Para conhecer esse lugar, você precisa andar sobre ele; sangrar em sua terra; se afogar em seus rios. E então seu nome se torna claro. É o inferno, e há demônios em toda parte.

Essa dinâmica é destrinchada na série documental Extermine Todos os Brutos, que analisa como a narrativa oficial sobre a conquista do oeste converteu os colonizadores brancos em “grandes desbravadores” e transformou os indígenas que já viviam naquelas terras em “maléficos vilões”. Para realmente começar a corrigir a narrativa histórica, 1883 teria que ser contada inteiramente sob o ponto de vista indígena ou, no mínimo, ter um indígena como um dos protagonistas.
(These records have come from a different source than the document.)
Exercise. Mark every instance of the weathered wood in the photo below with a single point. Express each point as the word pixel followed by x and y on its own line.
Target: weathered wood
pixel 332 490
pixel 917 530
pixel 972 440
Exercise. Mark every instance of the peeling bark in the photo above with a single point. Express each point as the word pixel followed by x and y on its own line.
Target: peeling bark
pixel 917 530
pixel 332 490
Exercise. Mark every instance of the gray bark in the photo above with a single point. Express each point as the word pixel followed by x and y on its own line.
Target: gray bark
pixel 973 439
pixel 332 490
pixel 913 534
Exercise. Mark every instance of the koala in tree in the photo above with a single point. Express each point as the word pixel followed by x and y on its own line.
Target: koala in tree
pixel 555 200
Porém, o mais provável é que alguns importantes personagens indígenas sejam adicionados como coadjuvantes, que é o ocorre em Yellowstone.

Mas os desbravadores do oeste também precisam lidar com outra grande ameaça: os outros desbravadores do oeste. Longe da civilização e da supervisão do Estado de direito, a única justiça à qual as pessoas recorrem é a justiça de fronteira, resultando em um grande número de execuções sumárias nesses dois primeiros episódios. Até James e Brennan, os protagonistas durões, ficam um pouco abalados quando um xerife comete uma chacina bem diante de seus olhos.
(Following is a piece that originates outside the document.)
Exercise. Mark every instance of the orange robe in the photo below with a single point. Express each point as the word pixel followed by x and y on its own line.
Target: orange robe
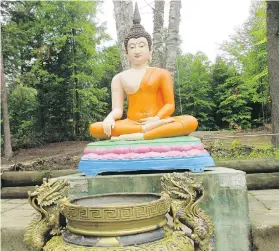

Mas se esse é o inferno, e eu estou nele… então eu também devo ser um dos demônios. E já devo estar morta.

Com uma estreia como essa, 1883 promete ao menos abalar o mito do Velho Oeste, ainda que não consiga abandoná-lo por completo. Talvez Sheridan tente aproximar a série do mundo real ao expor o lado mais humano dessas histórias. No fim das contas, são apenas pessoas lutando pelo futuro. Enquanto algumas lutam pela possibilidade de fugir da pobreza e conquistar riqueza e prosperidade, outras lutam para manter o estilo de vida e as terras que estão há várias gerações em suas famílias. Em Yellowstone, o conflito é semelhante, mas as posições dos povos indígenas e dos fazendeiros estão invertidas.